The survey shows that employers are also concerned about maintaining culture in their workplaces. For companies that don’t go back to business as usual, the hybrid environment allows people to get together more intentionally, based on the work (for example, when launching a new project or doing long-term planning). Leaders have an opportunity to become more intentional about choosing in-person interactions and scheduling business travel to create not just a better work outcome, but a better experience overall.

As you pointed out, leaders have a chance to reimagine the future of work. Looking at this particular moment, what trends do you think will persist?

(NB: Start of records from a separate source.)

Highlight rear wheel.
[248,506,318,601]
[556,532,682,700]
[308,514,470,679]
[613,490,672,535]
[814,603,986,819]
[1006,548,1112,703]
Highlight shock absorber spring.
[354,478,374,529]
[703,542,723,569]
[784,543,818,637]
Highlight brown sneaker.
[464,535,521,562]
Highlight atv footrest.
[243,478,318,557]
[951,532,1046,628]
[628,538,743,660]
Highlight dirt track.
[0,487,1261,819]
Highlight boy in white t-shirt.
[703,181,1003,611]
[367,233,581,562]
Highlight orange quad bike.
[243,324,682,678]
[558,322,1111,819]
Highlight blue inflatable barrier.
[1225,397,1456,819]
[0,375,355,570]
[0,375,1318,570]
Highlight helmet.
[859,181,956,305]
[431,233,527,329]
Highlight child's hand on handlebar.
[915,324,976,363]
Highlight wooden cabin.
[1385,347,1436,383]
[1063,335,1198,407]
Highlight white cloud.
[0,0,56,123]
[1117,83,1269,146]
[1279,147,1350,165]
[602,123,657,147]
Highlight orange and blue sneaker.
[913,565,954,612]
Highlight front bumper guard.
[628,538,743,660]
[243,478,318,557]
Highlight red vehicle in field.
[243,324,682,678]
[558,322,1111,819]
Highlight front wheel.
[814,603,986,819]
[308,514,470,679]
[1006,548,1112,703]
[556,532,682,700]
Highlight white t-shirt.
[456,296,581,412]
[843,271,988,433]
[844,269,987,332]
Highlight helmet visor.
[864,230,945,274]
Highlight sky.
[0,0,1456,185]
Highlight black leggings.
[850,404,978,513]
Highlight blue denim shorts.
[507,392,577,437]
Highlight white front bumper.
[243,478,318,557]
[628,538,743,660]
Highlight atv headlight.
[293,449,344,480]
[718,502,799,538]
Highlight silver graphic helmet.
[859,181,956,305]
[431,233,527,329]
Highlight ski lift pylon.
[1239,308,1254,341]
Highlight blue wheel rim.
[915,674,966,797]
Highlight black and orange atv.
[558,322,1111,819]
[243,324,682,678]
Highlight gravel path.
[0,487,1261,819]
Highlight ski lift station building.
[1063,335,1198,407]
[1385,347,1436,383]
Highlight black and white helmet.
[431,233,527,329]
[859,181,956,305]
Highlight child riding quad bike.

The pandemic highlighted the value of digitization, and the market for virtual collaboration tools has blossomed. In a separate Deloitte survey, 85% of chief executives say the pandemic significantly accelerated their digital transformations. Many organizations are looking for ways to augment their workforces with machines that can take over the more rote elements of work, freeing people up to do more complicated and valuable tasks. Even as tech innovations offer efficiencies, leaders recognize that employees are central to the way work gets done, and the pandemic has elevated the importance of humans. Already, organizations are looking beyond the workplace to include employees, partners, vendors, and gig workers in their talent pools. This ecosystem approach allows employers to access talent wherever and whenever they need it and creates opportunities for workers to customize their careers to include a portfolio of activities they’re passionate about. It may sound lofty now, but these shifts are already in motion; it’s simply a matter of pushing the right trends forward to create the future we want.